# Feeling Out Of Sorts



## deadfrednc (Jun 3, 2015)

So Maybe this seems odd to some people but I feel like people here can relate. I'm a workaholic and love building... Well anything I have the resources to build. I bought an atlas 10 lathe from a friend of mine thinking "well I'll probably use it once in awhile it'll just be nice to have when I need it". This is my first and only piece of machining equipment. I have found it to be the most used tool in my shop more so than any hand tool even. I put several hours a week on it. Well two nights ago while playing around turning a brass taillight housing for a motorcycle just to see if I could it happened. The carriage stopped and would not budge. I turned the auto feed off and tried the hand wheel still nothing. 
	

		
			
		

		
	



This is what I found tonight. Even though I think this will be a fun project I was not ready to lose my favorite tool. I'm hoping to have it back up and going soon but as I dig deeper into this I find other things that need attention as well. That being said I hope to square this machine up and be capable off turning out better parts by the time I'm through.

Richard


----------



## mzayd3 (Jun 4, 2015)

Maybe try to reverse the lead screw, or unscrewing it.  Hopefully the teeth are still intact.

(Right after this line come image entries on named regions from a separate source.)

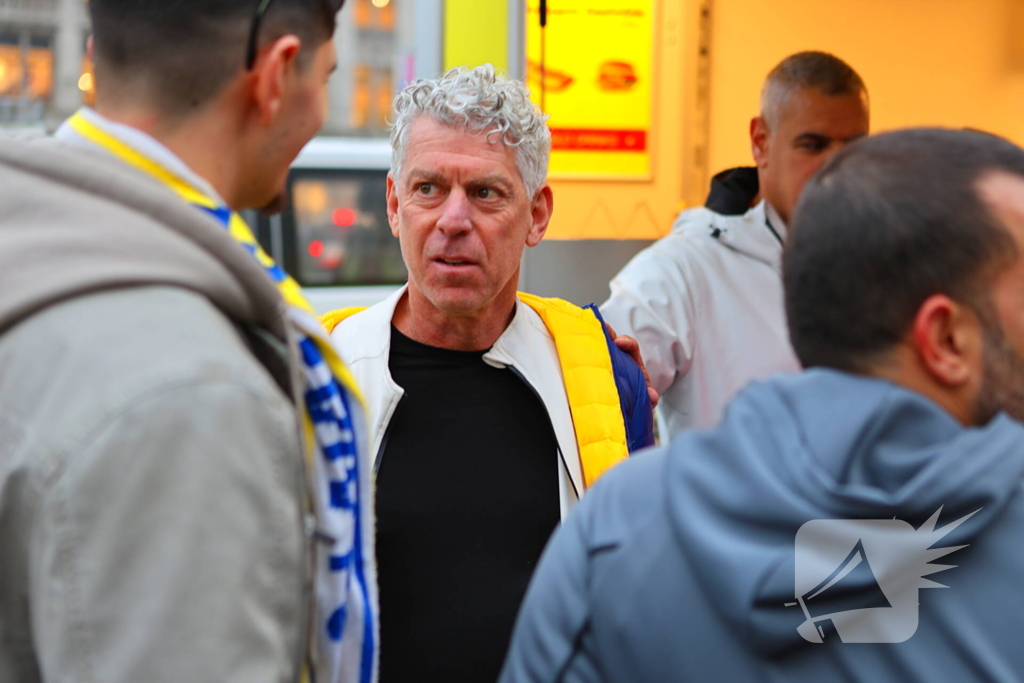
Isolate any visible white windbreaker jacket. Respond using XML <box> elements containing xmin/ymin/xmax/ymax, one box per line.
<box><xmin>601</xmin><ymin>202</ymin><xmax>800</xmax><ymax>434</ymax></box>
<box><xmin>331</xmin><ymin>287</ymin><xmax>584</xmax><ymax>519</ymax></box>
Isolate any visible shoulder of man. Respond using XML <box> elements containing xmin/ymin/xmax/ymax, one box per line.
<box><xmin>0</xmin><ymin>287</ymin><xmax>299</xmax><ymax>464</ymax></box>
<box><xmin>321</xmin><ymin>289</ymin><xmax>404</xmax><ymax>365</ymax></box>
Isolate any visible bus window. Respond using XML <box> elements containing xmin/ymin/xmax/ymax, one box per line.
<box><xmin>291</xmin><ymin>170</ymin><xmax>407</xmax><ymax>287</ymax></box>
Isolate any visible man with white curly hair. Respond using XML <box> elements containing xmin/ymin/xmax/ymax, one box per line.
<box><xmin>325</xmin><ymin>65</ymin><xmax>652</xmax><ymax>683</ymax></box>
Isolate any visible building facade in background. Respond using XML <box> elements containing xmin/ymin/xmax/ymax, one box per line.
<box><xmin>0</xmin><ymin>0</ymin><xmax>414</xmax><ymax>137</ymax></box>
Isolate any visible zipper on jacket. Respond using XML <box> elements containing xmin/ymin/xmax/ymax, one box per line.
<box><xmin>505</xmin><ymin>366</ymin><xmax>581</xmax><ymax>501</ymax></box>
<box><xmin>370</xmin><ymin>387</ymin><xmax>406</xmax><ymax>479</ymax></box>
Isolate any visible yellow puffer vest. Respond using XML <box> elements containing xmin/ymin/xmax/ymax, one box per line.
<box><xmin>321</xmin><ymin>292</ymin><xmax>629</xmax><ymax>487</ymax></box>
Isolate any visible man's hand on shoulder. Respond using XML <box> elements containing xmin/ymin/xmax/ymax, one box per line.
<box><xmin>604</xmin><ymin>323</ymin><xmax>660</xmax><ymax>408</ymax></box>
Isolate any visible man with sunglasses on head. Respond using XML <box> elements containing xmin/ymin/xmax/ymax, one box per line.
<box><xmin>0</xmin><ymin>0</ymin><xmax>378</xmax><ymax>683</ymax></box>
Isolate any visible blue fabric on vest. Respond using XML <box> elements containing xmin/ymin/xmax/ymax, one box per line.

Sent from my iPhone using Tapatalk


----------



## rafe (Jun 4, 2015)

Yeah, now you need a mill.....to make that part ....That's how it starts....I feel your pain It's not as bad as it may seem though I think you can find that part on E-bay used, perhaps you could even braze the ears back on ....I'm not sure about the quality of the metal and brazing though, perhaps others will advise on that. I had the screw and nut fail on my cross slide and was able to make the repair on the lathe manually with some ingenuity.... I have the head stock opened up for some work as I write , they do need periodic maintenance and repairs. Good luck and regards


----------



## tomh (Jun 4, 2015)

Richard
That is a common problem with that model lathe. 
Go to yahoo groups, craftsman lathes,  and there is a thread where someone built one. ( I cant find it but it is there)
Also clausing  still sells parts for the craftsman/atlas lathe.   Ask for jo 
A new one will be better than an old one as the metal will be better and stronger. Aluminum  verses the original  zamak
Go to OWWM they have manuals and parts breakdownfor them.
Hope this helps
Tomh


----------



## The Liberal Arts Garage (Jun 9, 2015)

tomh said:


> Richard
> That is a common problem with that model lathe.
> Go to yahoo groups, craftsman lathes,  and there is a thread where someone built one. ( I cant find it but it is there)
> Also clausing  still sells parts for the craftsman/atlas lathe.   Ask for jo
> ...


Since this where we are supposed to talk about non- machining
thoughts,  I would like to note again, how kind and wise a group we seem to be.
       ..........BLJHB


----------



## deadfrednc (Jun 13, 2015)

Yea I suppose your right about this being a non machining section. It was a bit more of a rant honestly lol. Regardless I spoke with a gentleman yesterday that is in process of making a machined replacement part and I hope to use my machine as the "guineapig" for the prototype which is great. I'm excited to see what he does.


----------